FOR APAC Lecture Series Agorá
“Imaginary Cosmography Revival in Late Joseon Korea: Circular World Maps and Their Early Chinese Sources”
Prof. Dr. Vera Dorofeeva-Lichtmann | L’École des hautes études en sciences sociales, Paris | Max Planck Institut for the History of Science, Berlin
Friday, 5 April 2024 | 2:15 -3:45 pm | Universitätsplatz 1, HS 107
The “Maps of the Under-Heavens” (天下圖 Korean Cheonhado, Chinese Tianxiatu 天下) shaped as a nest of concentric zones inscribed into a circle are a cartographical puzzle in many ways. These maps serve as key maps in popular atlases which became outstandingly widespread in late Joseon Korea (18th-19th centuries). The circular world maps are the first and the only extant cartographic representations of the famous early Chinese description of the entire inhabited world, which is translated as the “Classic or Itineraries of Mountains and Seas” (Shanhaijing 山海經, compiled about the 1st century BC). Considerable time gaps between a source geographical text and the attempts to represent information derived from it as maps are rather common in the history of cartography. Ptolemaeic maps, as well as mediaeval mappaemundi provide good illustrations of this phenomenon. The Korean circular world maps are typologically similar to the mediaeval mappaemundi, and this is how the former are referred to in their first studies in order to facilitate comprehension of their nature for Western scholars (Rosetti 1905, Nakamura 1947). Both are schematic representations of the world aimed to convey a certain conceptual organisation of space, without much concern for accuracy. There is, however, one substantial difference: one can hardly imagine a wide circulation of mediaeval mappaemundi-type of maps in late modern Europe, when mathematical cartography became completely dominant. In contrast, the confusingly archaic and simplistic maps of the popular Korean atlases, including the circular world maps, continued to be produced and reproduced in an almost unchanged form, not matching the mainstream of modern cartography and insensible to its development, what apparently was one of the reasons of their popularity.
A revival of interest in imaginary cosmography occurred about a century earlier in China where appeared ‘cosmograph’-tailoured maps, which convey the symbolism of the square earth inscribed into the round heavens. These maps usually entitled “Maps of Established Positions of Heavens and Earth” (Tian Di ding wei zhi tu 天地定位之圖) are found in Chinese compendiums on divination dating from the early 17th century onwards.

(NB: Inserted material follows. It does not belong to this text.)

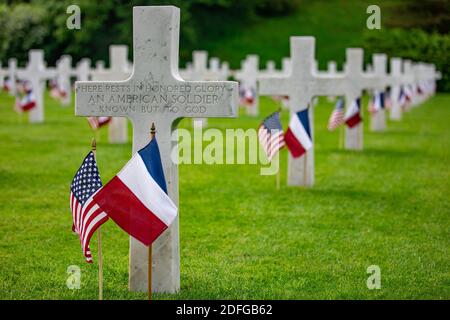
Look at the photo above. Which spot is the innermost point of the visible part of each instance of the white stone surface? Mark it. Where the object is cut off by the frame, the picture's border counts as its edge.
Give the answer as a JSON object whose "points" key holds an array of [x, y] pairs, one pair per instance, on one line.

I shall try to demonstrate that the Korean circular maps have a close affinity with these ‘cosmograph’ maps, which, in their turn have structural parallels with the early Chinese divination boards – ‘cosmographs’ (shipan 式盤) and especially the diviner’s bronze mirrors. This allows one to see the shape of the circular world maps in a new light – not as an attempt to match it to the image of the round earth, diffused together with the Western cartography, as it is often explained, but as a symbolic representation of the heavenly circle, encompassing the terrestrial surface. The title of the maps can then be seen as referring to this cosmological idea. It should be noted that the Korean cartographical tradition favoured circular configurations.